Daha Fazlasını Gör »

Other quotes in book quote

Daha Fazlasını Gör »

Popular quotes

Küçük kasabalar metronom gibidir; En ufak bir hareketle, vuruş değişir.
by {Mitch Albom}
Bakın, eğer bilimin eninde sonunda Tanrı'nın olmadığını kanıtlayacağını söylüyorsanız, bu konuda farklı olmalıyım. Ne kadar küçük bir kurbağa yavrusuna, bir atoma kadar götürseler de, arayışın sonunda her zaman açıklayamadıkları bir şey, her şeyi yaratan bir şey vardır. Ve diğer tarafa ne kadar gitmeye çalışırlarsa çalışsınlar - yaşamı uzatmak, genlerle oynamak, şunu klonlamak, şunu klonlamak, yüz elliye kadar yaşamak - bir noktada hayat biter. Peki sonra ne olur?

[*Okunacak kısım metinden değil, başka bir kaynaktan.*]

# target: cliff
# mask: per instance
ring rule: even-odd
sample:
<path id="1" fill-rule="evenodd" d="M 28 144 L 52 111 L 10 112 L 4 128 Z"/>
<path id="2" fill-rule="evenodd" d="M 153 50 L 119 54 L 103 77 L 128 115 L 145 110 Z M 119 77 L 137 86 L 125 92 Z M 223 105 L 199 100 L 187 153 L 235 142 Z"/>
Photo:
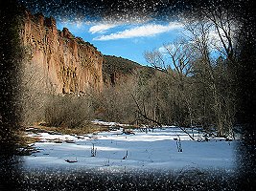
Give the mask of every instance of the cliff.
<path id="1" fill-rule="evenodd" d="M 107 87 L 126 82 L 140 68 L 143 66 L 131 60 L 114 55 L 104 55 L 104 83 Z"/>
<path id="2" fill-rule="evenodd" d="M 42 68 L 48 90 L 57 94 L 102 91 L 102 53 L 68 29 L 58 31 L 53 17 L 25 11 L 20 36 L 31 62 Z"/>

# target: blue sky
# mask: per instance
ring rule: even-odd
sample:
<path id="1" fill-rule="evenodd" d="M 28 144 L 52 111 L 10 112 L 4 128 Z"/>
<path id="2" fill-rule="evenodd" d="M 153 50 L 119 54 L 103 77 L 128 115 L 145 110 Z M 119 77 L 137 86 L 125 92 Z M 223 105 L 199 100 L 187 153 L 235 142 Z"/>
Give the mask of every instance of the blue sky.
<path id="1" fill-rule="evenodd" d="M 176 22 L 158 23 L 91 23 L 57 22 L 84 41 L 93 44 L 104 54 L 122 56 L 147 65 L 145 51 L 159 49 L 164 43 L 172 43 L 183 31 Z"/>

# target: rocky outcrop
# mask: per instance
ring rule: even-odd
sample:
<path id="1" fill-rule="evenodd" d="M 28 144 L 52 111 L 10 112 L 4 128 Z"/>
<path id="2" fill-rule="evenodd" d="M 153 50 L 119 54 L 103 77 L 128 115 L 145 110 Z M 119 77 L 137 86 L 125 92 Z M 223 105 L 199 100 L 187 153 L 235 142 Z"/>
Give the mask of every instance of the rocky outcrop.
<path id="1" fill-rule="evenodd" d="M 103 55 L 95 47 L 42 14 L 24 13 L 20 36 L 31 62 L 41 67 L 49 90 L 57 94 L 103 89 Z"/>

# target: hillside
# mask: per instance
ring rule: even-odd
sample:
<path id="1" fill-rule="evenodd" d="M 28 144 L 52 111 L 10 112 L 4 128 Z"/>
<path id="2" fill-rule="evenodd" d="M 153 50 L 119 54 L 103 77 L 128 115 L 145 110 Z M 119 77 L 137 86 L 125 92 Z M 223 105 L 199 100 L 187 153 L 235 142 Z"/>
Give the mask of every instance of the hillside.
<path id="1" fill-rule="evenodd" d="M 105 85 L 115 85 L 126 82 L 128 77 L 136 74 L 139 71 L 154 73 L 154 69 L 138 64 L 127 58 L 115 55 L 104 55 L 103 78 Z"/>

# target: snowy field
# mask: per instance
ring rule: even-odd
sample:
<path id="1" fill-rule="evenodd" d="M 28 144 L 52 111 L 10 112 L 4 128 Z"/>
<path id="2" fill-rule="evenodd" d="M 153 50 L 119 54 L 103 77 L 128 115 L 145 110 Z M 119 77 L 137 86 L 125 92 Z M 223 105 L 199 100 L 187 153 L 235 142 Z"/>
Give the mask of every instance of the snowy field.
<path id="1" fill-rule="evenodd" d="M 126 134 L 119 128 L 79 136 L 28 133 L 29 137 L 37 137 L 40 141 L 33 145 L 36 152 L 23 157 L 23 167 L 110 171 L 138 168 L 232 171 L 236 167 L 235 149 L 238 140 L 210 138 L 208 141 L 201 141 L 204 139 L 202 134 L 195 130 L 196 140 L 192 140 L 177 127 L 149 130 L 136 129 Z M 191 131 L 189 133 L 193 135 Z"/>

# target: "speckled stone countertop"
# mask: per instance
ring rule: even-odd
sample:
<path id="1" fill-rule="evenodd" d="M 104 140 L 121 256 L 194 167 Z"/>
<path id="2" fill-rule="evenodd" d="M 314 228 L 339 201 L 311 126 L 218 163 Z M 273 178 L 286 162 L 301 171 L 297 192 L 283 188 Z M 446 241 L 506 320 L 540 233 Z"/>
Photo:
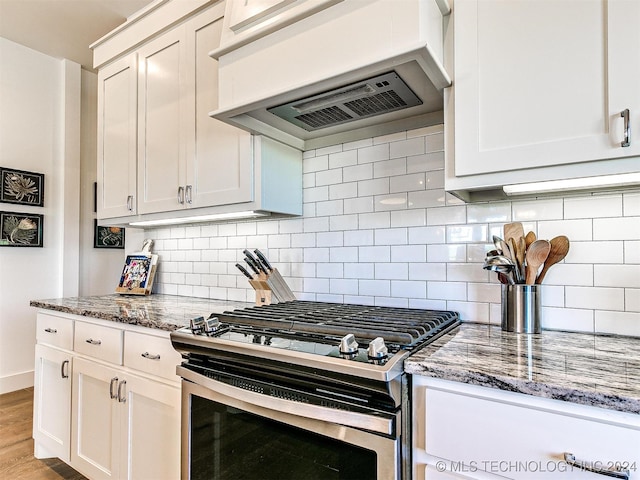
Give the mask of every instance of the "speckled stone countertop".
<path id="1" fill-rule="evenodd" d="M 176 295 L 103 295 L 93 297 L 31 300 L 32 307 L 100 318 L 160 330 L 176 330 L 189 326 L 195 317 L 244 308 L 251 303 Z"/>
<path id="2" fill-rule="evenodd" d="M 405 371 L 640 414 L 640 338 L 468 323 L 409 357 Z"/>

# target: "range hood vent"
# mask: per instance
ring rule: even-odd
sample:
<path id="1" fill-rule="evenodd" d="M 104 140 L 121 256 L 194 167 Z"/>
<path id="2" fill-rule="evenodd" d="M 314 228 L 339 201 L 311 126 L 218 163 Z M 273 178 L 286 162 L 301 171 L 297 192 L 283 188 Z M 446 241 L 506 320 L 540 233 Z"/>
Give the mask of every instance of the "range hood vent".
<path id="1" fill-rule="evenodd" d="M 213 118 L 299 150 L 443 122 L 447 0 L 274 0 L 281 9 L 242 32 L 240 3 L 227 2 L 209 52 Z"/>
<path id="2" fill-rule="evenodd" d="M 268 108 L 308 132 L 421 105 L 396 72 Z"/>

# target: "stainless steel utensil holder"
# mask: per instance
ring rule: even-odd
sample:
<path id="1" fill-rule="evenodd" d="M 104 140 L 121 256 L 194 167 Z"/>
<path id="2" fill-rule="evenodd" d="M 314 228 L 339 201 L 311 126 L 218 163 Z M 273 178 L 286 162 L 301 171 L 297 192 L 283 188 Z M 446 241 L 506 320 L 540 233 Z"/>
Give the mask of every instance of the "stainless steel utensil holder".
<path id="1" fill-rule="evenodd" d="M 540 285 L 502 285 L 502 330 L 540 333 L 542 323 Z"/>

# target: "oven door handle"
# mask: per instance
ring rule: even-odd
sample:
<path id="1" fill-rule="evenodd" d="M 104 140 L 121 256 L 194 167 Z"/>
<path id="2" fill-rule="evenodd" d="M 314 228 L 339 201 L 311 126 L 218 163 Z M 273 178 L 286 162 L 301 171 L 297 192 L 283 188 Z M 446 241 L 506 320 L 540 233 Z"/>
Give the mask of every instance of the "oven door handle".
<path id="1" fill-rule="evenodd" d="M 395 435 L 395 415 L 376 414 L 368 415 L 360 412 L 337 410 L 334 408 L 295 402 L 283 398 L 263 395 L 261 393 L 234 387 L 212 378 L 200 375 L 192 370 L 178 366 L 176 373 L 185 380 L 201 385 L 221 395 L 231 397 L 258 407 L 288 413 L 304 418 L 337 423 L 348 427 L 360 428 L 384 435 Z"/>

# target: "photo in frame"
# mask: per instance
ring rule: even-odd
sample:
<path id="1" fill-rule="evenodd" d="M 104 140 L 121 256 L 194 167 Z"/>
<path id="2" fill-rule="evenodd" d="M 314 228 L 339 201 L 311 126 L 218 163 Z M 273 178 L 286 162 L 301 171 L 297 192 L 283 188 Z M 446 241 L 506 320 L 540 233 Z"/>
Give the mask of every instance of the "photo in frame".
<path id="1" fill-rule="evenodd" d="M 104 227 L 93 219 L 93 248 L 124 248 L 124 228 Z"/>
<path id="2" fill-rule="evenodd" d="M 44 173 L 0 167 L 0 202 L 44 206 Z"/>
<path id="3" fill-rule="evenodd" d="M 43 224 L 43 215 L 0 212 L 0 246 L 42 247 Z"/>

Hayat ne zaman sona erer? Omuz silktim. Anlıyorsun? Arkasına yaslandı. Gülümsedi. Sona geldiğinizde, Tanrı'nın başladığı yer burasıdır.
by {Mitch Albom}
Benim yerime senin ölmen gerektiğini söylüyorsun. Ama dünyada bulunduğum süre boyunca benim yerime de insanlar öldü. Bu her gün oluyor. Siz gittikten bir dakika sonra yıldırım düştüğünde veya içinde olabileceğiniz bir uçak düştüğünde. Meslektaşınız hastalandığında ve siz hastalanmadığınızda. Biz bu tür şeylerin rastgele olduğunu düşünüyoruz. Ama her şeyin bir dengesi var. Biri solar, diğeri büyür. Doğum ve ölüm bir bütünün parçalarıdır.
by {Mitch Albom}
Ancak mürekkep fırçasının bir mahkumun zihninin iskelet anahtarı olduğunu düşünüyor.
by {David Mitchell}
Rahibe dedi ki, dili affedebilirim. Annene müstehcen bir jest yapmanı affedebileceğimden emin değilim. Holland, "Onu tanıyor olmalısın," dedi. Eğer onu tanısaydın sen de ona parmağını verirdin.
by {John Sandford}
Yalan söylemek var," diyor annem, talimatları yazdığı zarfı çantasından çıkarırken, "ki bu yanlış, bir de doğru izlenimi yaratmak var ki bu da gerekli.
by {David Mitchell}
Sınırlı insanların elindeki sınırsız güç her zaman zulme yol açar.
by {David Mitchell}
Öldüğünde huzur duymalısın mı? '' Barışın var, 'dedi yaşlı kadın,' Kendinle yaptığınızda.
by {Mitch Albom}
Hayatım sınırsız bir okyanusta bir damladan fazla değil. Ama okyanus çok sayıda damladan başka nedir ki?
by {David Mitchell}
Ama aşk birçok biçim alır ve herhangi bir erkek ve kadın için aynı değildir. O zaman insanların buldukları belirli bir aşktır.